Corneal neovascularization is a process of pathological ingrowth of blood vessels from the limbal vascular plexus into the cornea, which occurs e.g. due to corneal hypoxia, corneal infection, trauma, and other immunological processes. This work aimed to develop an application using machine learning to detect corneal blood vessels and determine their quantity automatically.
Two phases were used to create the software application. In the first computational phase, a neural network was trained. The network can identify the corneal vessels in the eye image, which is processed, and then quantification is performed. In the second phase, the user interface was created, which serves the user (doctor) and where the individual images can be viewed and compared in detail.

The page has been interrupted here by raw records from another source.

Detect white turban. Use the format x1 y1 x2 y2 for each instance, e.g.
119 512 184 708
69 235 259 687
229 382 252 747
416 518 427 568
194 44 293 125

The result of the project is a software application that can automatically assess the presence of pathological corneal neovascularisation and quantify it based on the provided images. The user (doctor) can view, compare over time and evaluate the images in a simple user interface.
Corneal neovascularizations accompanying many corneal diseases may occur asymptomatically in the patient but may contribute to a large extent to the reduction of corneal transparency and, thus, impairment of visual function. Until now, the presence and development of corneal neovascularization could only be monitored manually with the naked eye of the physician using slit-lamp images. According to the authors, an automated application that recognizes corneal vessels and enables their quantification could help physicians more accurately monitor this pathology’s status and development and better target and monitor treatment.